Evelijn Van Leeuwen: I'm a manager at infrastructure parts and before this I worked in the Internet applications development part. I was involved when we started with Agile development and Scrum five years ago and then went over to infrastructure to do real DevOps.

Kris Buytaert: I'm Kris. I work for Inuits, which is one of the larger open-source consultancy groups in Europe. I'm one of the co-founders and I'm basically one of the senior guys around there. Within my role, I do a lot of open-source consulting and helping people to adopt better DevOps practices.

   

3. I guess this question is more for Evelijn. How and when did you first hear about DevOps?

Evelijn Van Leeuwen: I was thinking about it, but I 'm not sure because we started with Agile and Scrum and then we were speeding up really fast. Then we found out really quickly that DevOps was needed. But I do not know when we DevOps was started. Do you know, Kris? Because you were there.

Kris Buytaert: The initial idea to start a conference was at Cloud Camp Antwerp in 2009 and Patrick [Debois] put down the name of the conference. He actually started it after he saw the talk at Velocity of John Allspaw. about ten deploys a day and Dev and Ops working together.

Evelijn Van Leeuwen: And I knew that presentation too, which is in the same layer because we had a problem bringing stuff to production. So that was why we needed it.

   

4. And how did DevOps get started at ING? What were the first steps that you took?

Evelijn Van Leeuwen: I think Kris was involved there.

Kris Buytaert: No.

Evelijn Van Leeuwen: No?

Kris Buytaert: No, because you guys were...

Evelijn Van Leeuwen: Oh, we were having the reorganization first. It was like a management insight. At the beginning I thought “Maybe this is not the way to do it”. You [Kris] spoke about it yesterday. I was thinking because of [DevOps being a] grassroots development, we really liked the way it went. But looking back, it was a really good decision because it made people think and it helped to break some traditions in our organization and processes that was necessary to break.

   

5. It was mostly a top down decision to go for DevOps?

Evelijn Van Leeuwen: To go for DevOps, yes. Because it was not really going fast enough.

Kris Buytaert: And then I got involved because a couple of teams were struggling with the idea and they were looking into how do we really do this. Ingrid Algra, who was also here [at DevOps Enterprise Summit 2015], contacted me and I started helping out her team and then I ran into different other teams and started helping them too.

   

6. What were the first things you helped them with?

Kris Buytaert: Basically DevOps 101 – What is version control? What is continuous delivery? How do you build a pipeline? Teaching them about infrastructure-as-code, teaching them about all those things. In a way, I was showing how I did stuff. I remember the very first day, this guy Marco was talking about “Yes, we want to do stuff with Jenkins, we want to start building a pipeline, we want to start testing it” and he was struggling with getting Jenkins up and running. I said “Let me show you. Here's a Vagrant box... vagrant up”. Five minutes later – five because of the proxy issues and the protection on the ING network – I had a fully operational Jenkins server. For him that was something which he had never seen and being able to show people how stuff can work, that this is not magic and people telling fairy tales, I think that was a big part in changing the minds of a lot of people.

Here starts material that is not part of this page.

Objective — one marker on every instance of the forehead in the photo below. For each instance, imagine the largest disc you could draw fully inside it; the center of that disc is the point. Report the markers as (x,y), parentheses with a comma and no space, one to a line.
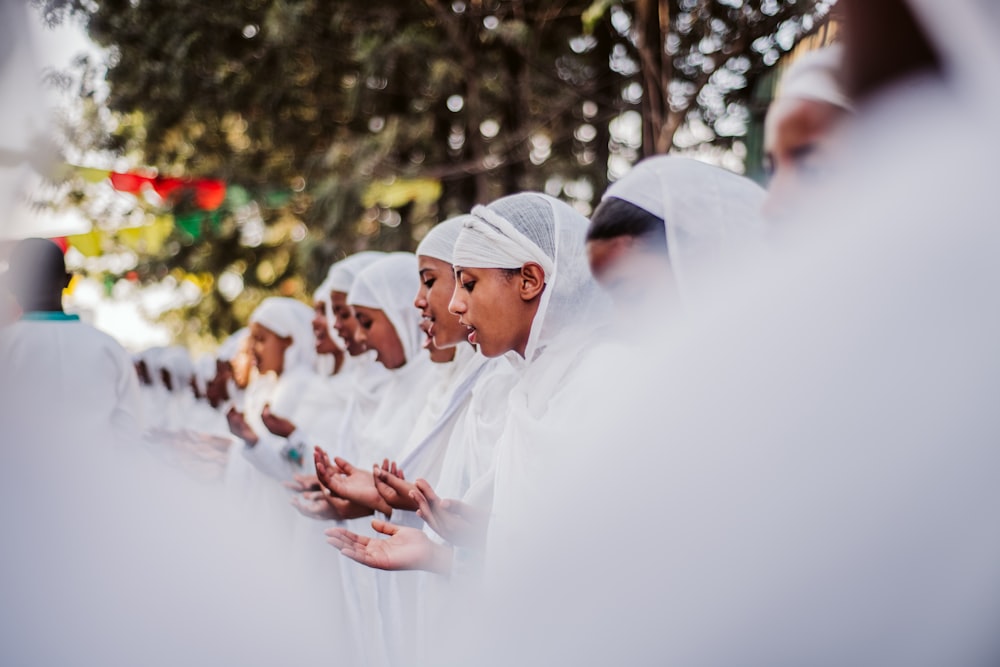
(258,330)
(425,263)
(365,311)
(796,122)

Evelijn Van Leeuwen: I think what you also did is something we did not do enough at that moment – bringing people together. Because you spoke with a lot of different people in the organization and found out who was doing the same things and who was not.

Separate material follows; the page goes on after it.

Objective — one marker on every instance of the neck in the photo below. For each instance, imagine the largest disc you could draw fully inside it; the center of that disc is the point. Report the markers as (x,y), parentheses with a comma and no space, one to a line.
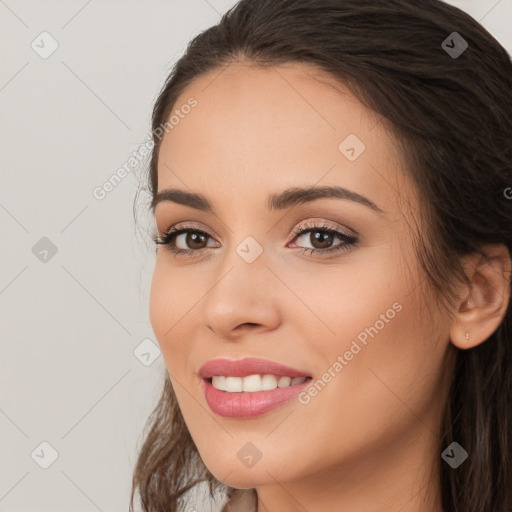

Kris Buytaert: I think that the point where I, as an external consultant, knew more people within the organization that were doing the same things than the people actually working there, that was pretty scary.

Manuel: You helped connect the dots.

Kris Buytaert: I helped to connect the dots in a way that people knew that I was around and they came to me because they found out that I was one of the people who had the same interest, who could help them further, who could show them things and they came to me.

   

7. And right now, what are the DevOps initiatives that you are working on

Evelijn Van Leeuwen: The whole DevOps movement kept on growing in ING, also on the business side, so I think that we did a lot of stuff there and combining teams from the commercial side with development teams.

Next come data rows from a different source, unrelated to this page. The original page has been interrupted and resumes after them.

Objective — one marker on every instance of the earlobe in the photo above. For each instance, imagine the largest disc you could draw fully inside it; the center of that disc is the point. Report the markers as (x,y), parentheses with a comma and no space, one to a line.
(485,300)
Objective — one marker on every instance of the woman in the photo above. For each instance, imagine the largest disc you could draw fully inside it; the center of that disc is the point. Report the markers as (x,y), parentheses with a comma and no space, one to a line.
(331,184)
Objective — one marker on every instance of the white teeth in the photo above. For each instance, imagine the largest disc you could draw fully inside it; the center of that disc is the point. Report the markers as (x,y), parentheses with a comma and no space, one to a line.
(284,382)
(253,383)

I think where we were waiting too long was really the Ops/Infrastructure side. We waited too long to integrate infrastructure. I went over last year and you [Kris] also came with us some days per month and helped us build our pipeline at the infrastructure part because we did not do that at all until that moment. We had our automation in place, but not the config automation we needed.

   

8. You mentioned initially there was an executive mandate to go for this approach. Where there any organizational changes, like explicitly changing teams?

Evelijn Van Leeuwen: I think the Agile movement was really a bottom up movement. Few people came together and the CEO really liked it and supported it directly. So that was really nice. That made it work.

But DevOps was a top-down decision and that helped. I think that till today there are still organizational changes, there are initiatives, there are experiments. You can find it all in the organization, growing this whole movement, making delivery faster and with higher quality. That is what we are trying to do.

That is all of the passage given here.